# **Towards Generalizable Multi-Policy Optimization with Self-Evolution for Job Scheduling**

### **Abstract:**

---

Reinforcement Learning (RL) has shown promising results in solving Job Scheduling Problems (JSPs), automatically deriving powerful dispatching rules from data without relying on expert knowledge. However, most RL-based methods rely on single policy strategies, which significantly limit their ability to explore diverse scheduling behaviors. Moreover, designing tailored reward functions for each JSP variant remains a challenging and labor-intensive task. To address these issues, we introduce a generic learning framework that optimizes multiple policies sharing a common objective and a single neural network, yet each policy can learn specialized and complementary problem-solving strategies.  This optimization process is completely derived from autonomously generated self-teaching labels, eliminating the need for manually crafted reward functions.
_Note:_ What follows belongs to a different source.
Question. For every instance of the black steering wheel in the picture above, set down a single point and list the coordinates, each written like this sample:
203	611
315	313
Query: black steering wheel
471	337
In addition, we develop a training scheme that adaptively controls the imitation degree to reflect the quality of self-labels and enhances sample efficiency. Experimental results show that our method successfully addresses the aforementioned challenges, significantly outperforming previous state-of-the-art methods across five JSP variants. Furthermore, our approach demonstrates remarkable effectiveness on other combinatorial optimization problems, highlighting its broad applicability and generality beyond JSPs.

### **Dependencies:**

---
- `Python=3.10.13`
- `torch==2.2.2`
- `torch_geometric==2.5.2`
- `numpy==1.24.3`
- `pytz==2024.1`

### **Benchmark Problems:**

---

* Single Machine Scheduling Problem (SMSP). Please refer to `SMSP/` file.
* Unrelated Parallel Machine Scheduling Problem (UPMSP). Please refer to `UPMSP/` file.
* Permutation Flow shop Scheduling Problem (PFSP). Please refer to `PFSP/` file.
* Flexible Flow shop Scheduling Problem (FFSP). Please refer to `FFSP/` file.
* Job Shop Scheduling Problem (JSSP). Please refer to `JSSP/` file.